Moreover, the large-scale landscape homogenization with transgenic crops will exacerbate the ecological problems already associated with monoculture agriculture. Unquestioned expansion of this technology in to developing countries may not be wise or desirable. There is strength in the agricultural diversity of many of these countries, and it should not be inhibited or reduced by extensive monoculture, especially when consequences of doing so results in serious social and environmental problems (Altieri 1996).

The repeated use of transgenic crops in an area may result in cumulative effects such as those resulting from the buildup of toxins in soils. For this reason, risk assessment studies not only have to be of an ecological nature in order to capture effects on ecosystem processes, but also of sufficient duration so that probable accumulative effects can be detected. The application of multiple diagnostic methods will provide the most sensitive and comprehensive assessment of the potential ecological impact of transgenic crops.

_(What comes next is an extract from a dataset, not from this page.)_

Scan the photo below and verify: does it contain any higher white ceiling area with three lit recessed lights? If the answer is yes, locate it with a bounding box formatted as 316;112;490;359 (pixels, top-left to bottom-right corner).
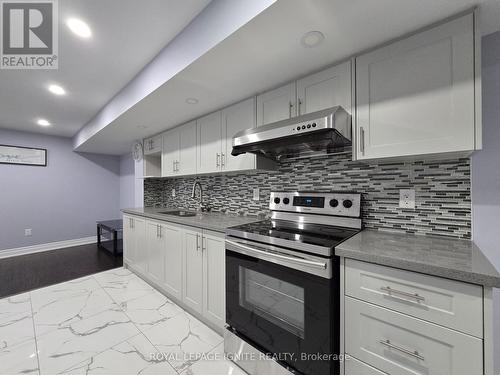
0;0;210;137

Although biotechnology is an important tool, at this point alternative solutions exist to address the problems that current GMCs, developed mostly by profit motives, are designed to solve. The dramatic positive effects of rotations, multiple cropping, and biological control on crop health, environmental quality and agricultural productivity have been confirmed repeatedly by scientific research. Biotechnology should be considered as one more tool that can be used, provided the ecological risks are investigated and deemed acceptable, in conjunction with a host of other approaches to move agriculture towards sustainability (NRC 1996).